ICYMI: Event on the Digital Markets Act – Trilogue
On 15 December 2021, PubAffairs Bruxelles hosted a webinar on the Digital Markets Act (DMA) to discuss the trilogue negotiations and the impact of proposed amendments on consumers and competition.
The event welcomed experts Annabelle Gawer, Chaired Professor in Digital Economy, University of Surrey, Gareth Shier, Economist and Principal of Oxera, and Kayvan Hazemi-Jebelli, Counsel to the Computer & Communications Industry Association. Lewis Crofts, Editor-In-Chief at MLex, moderated the discussion. A highlights video clip of the webinar is available here, and the full recording is available here.
How the DMA’s focus on “contestability” comes at consumers’ expense
The webinar focused on a new report from Oxera titled “A review of amendments to the DMA by Parliament and the Council” which identifies several aspects of value creation and pro-competitive behaviours common in the digital economy that would be endangered by the DMA and particular amendments (see press release).
Many of the obligations in Articles 5 and 6 of the DMA are based on specific antitrust cases from specific contexts. The DMA takes a “one-size-fits-all” approach, applying all of these remedies to all core platform services of a designated “gatekeeper”. Shier pointed out that many of the practices which the DMA prohibits as harmful to “contestability” benefit consumers and business users depending on the context. In particular, making markets more contestable for rival businesses could lead to lower quality, reduced choice, and higher prices for consumers.
Prohibition on Cross-Service Data Analytics
Gareth Shier noted that the amendment to Recital 36 (relating to Article 5(a)) requires that if a user opts out of having their data combined, the “less personalised alternative” a platform offers must be of equal quality to the personalised version. This is of course impossible without losing the benefits of personalisation, which increases quality by providing consumers more relevant and tailored services. Prof. Gawer suggested that the concerns meant to be addressed by this prohibition would be better served by giving consumers choice and transparency, not legislating technical designs.
Prohibition on Product and Service Integration
Shier explained that the European Parliament’s addition to Recital 48 (relating to Article 6(1)(d) which prohibits self-favouring) states that the preferential or embedded display of services is prohibited. This provision will prevent the integration of complementary features or functionalities into existing services. This again would reduce service quality and stunt future innovation, particularly where markets are demanding more integrated services. Prof. Gawer suggested that the benefits of integrated services highlight the need for more case-by-case assessment, because they can provide potential benefits despite their impact on “contestability”.

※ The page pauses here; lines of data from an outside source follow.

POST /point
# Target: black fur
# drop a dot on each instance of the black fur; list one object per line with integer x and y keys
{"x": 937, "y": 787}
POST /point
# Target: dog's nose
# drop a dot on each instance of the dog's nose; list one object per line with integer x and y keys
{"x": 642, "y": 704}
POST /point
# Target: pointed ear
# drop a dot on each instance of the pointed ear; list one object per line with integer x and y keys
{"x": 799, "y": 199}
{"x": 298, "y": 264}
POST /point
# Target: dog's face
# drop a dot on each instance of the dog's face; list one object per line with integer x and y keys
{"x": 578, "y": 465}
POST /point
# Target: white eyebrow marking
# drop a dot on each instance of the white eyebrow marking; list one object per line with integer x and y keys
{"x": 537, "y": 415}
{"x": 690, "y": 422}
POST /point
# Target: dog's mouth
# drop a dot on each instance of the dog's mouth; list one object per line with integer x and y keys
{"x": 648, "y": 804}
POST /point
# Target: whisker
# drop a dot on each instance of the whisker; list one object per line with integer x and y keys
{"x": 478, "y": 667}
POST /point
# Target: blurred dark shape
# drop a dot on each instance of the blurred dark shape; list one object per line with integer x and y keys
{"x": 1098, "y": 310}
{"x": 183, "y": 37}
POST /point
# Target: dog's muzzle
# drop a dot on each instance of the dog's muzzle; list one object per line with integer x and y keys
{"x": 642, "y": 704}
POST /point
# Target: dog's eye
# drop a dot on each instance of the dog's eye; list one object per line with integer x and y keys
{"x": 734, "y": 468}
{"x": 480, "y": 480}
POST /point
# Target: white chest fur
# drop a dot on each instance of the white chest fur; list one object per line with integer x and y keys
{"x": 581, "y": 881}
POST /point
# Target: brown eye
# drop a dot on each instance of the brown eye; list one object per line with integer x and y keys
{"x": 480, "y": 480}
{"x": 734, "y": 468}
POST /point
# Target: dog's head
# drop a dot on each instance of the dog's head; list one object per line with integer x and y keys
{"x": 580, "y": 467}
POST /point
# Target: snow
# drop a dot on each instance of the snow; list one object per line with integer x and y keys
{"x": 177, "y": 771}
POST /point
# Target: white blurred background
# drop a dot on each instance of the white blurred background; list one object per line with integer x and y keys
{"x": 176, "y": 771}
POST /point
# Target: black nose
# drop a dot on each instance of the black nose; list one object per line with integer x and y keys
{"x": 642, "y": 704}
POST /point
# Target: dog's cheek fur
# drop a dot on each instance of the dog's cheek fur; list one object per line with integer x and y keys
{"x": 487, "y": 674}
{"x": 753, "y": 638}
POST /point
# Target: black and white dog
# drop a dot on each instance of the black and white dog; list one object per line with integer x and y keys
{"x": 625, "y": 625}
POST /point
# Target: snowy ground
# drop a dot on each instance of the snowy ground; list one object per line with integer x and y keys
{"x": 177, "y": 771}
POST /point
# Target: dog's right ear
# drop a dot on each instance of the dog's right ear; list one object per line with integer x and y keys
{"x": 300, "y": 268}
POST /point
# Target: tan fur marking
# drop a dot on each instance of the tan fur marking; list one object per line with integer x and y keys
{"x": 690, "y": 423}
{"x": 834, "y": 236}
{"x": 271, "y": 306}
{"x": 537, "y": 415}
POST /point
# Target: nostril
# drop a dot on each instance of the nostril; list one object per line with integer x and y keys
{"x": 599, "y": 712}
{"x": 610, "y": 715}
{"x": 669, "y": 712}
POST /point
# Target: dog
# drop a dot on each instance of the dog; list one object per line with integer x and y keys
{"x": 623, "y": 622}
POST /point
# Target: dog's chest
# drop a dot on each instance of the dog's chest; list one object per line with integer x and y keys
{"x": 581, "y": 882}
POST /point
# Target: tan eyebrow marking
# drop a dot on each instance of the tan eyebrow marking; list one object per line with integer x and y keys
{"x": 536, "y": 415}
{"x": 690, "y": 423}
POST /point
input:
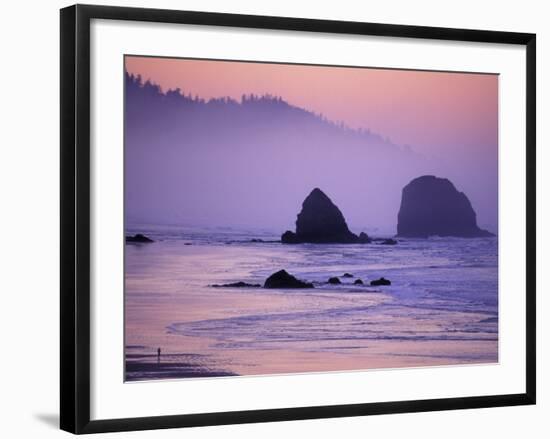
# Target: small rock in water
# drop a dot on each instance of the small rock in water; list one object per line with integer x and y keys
{"x": 282, "y": 279}
{"x": 289, "y": 238}
{"x": 237, "y": 285}
{"x": 380, "y": 282}
{"x": 138, "y": 238}
{"x": 364, "y": 238}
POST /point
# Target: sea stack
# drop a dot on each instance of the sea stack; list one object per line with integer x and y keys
{"x": 320, "y": 221}
{"x": 432, "y": 206}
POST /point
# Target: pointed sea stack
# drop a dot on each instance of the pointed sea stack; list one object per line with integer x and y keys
{"x": 320, "y": 222}
{"x": 431, "y": 206}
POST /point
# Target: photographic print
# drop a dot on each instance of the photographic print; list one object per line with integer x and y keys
{"x": 293, "y": 218}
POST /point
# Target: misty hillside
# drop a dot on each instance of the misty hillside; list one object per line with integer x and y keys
{"x": 250, "y": 163}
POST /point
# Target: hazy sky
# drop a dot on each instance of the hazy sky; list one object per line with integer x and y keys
{"x": 449, "y": 119}
{"x": 431, "y": 111}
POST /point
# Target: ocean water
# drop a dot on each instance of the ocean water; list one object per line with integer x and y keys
{"x": 441, "y": 309}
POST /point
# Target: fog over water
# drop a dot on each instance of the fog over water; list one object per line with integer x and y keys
{"x": 251, "y": 162}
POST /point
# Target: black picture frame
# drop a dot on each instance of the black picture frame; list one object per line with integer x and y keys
{"x": 75, "y": 217}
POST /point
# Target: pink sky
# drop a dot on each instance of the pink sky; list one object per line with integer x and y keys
{"x": 431, "y": 111}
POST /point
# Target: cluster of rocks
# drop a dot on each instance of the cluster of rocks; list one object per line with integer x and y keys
{"x": 430, "y": 206}
{"x": 139, "y": 238}
{"x": 283, "y": 280}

Requirements on Interoperability and Interconnection
Article 2(23b) provides a wide definition of ‘interoperability’ and would reduce a platform’s ability to manage the degree of access to its ecosystem. This definition applies to Articles 6(1)(c) and (f), which both grant interoperability to app developers and third-party service providers. While interoperability can increase “contestability”, it also creates new vulnerabilities in digital infrastructure, reducing safety and security. Prof. Gawer noted how forcing interoperability and a “plug-and-play” business model wouldn’t make sense in other contexts, with the example of a European automobile platform being forced by a foreign regulator to make their design compatible with foreign parts suppliers’ needs.
Cumulative Impact on Platform Business Models
Some of the DMA’s amendments would ban entire business models, reducing variety and choice in the market. For example, Parliament’s addition to Recital 49 would require that ‘gatekeepers’ treat each service as a separate commercial entity that is commercially viable on its own. This would prohibit cross-subsidisation of services, possibly leading to the elimination of things like Amazon Prime, Google Docs, and WhatsApp. Another example is how amendments to Articles 5(c) and (e) would limit the extent to which platforms can rely on commission-based business models as they introduce a heightened risk of “platform leakage”, a kind of free-riding behaviour that if allowed could result in the introduction of subscription fees for many of today’s free services.
The Need for a More Customised Approach
Hazemi-Jebelli noted that the Parliament and Council have rejected the case-by-case approach predominant in competition enforcement, and that industry would have to adapt. However, the impact of the DMA interventions will be felt on consumers who will not appreciate reduced quality, reduced choice or increased prices, particularly when they’ve been promised the opposite. The DMA’s excessive focus on creating “contestability” for rivals will have unforeseen consequences, and this tension can only be ameliorated if enforcers take a more nuanced view of platform conduct and how digital platforms create value.
As ex-ante enforcement entails more government involvement in product design decisions, regulators will inevitably have to deal with these trade-offs. More customised enforcement, that accounts for differences between the different services, and considers obligations’ impact on the quality, functionality, and integrity of the products and services in question, would be better.
Trilogue negotiators should consider how enforcers will need to address these trade-offs, and empower them to make decisions that ensure good outcomes for consumers as well as businesses who use platform services. That would help make the DMA work.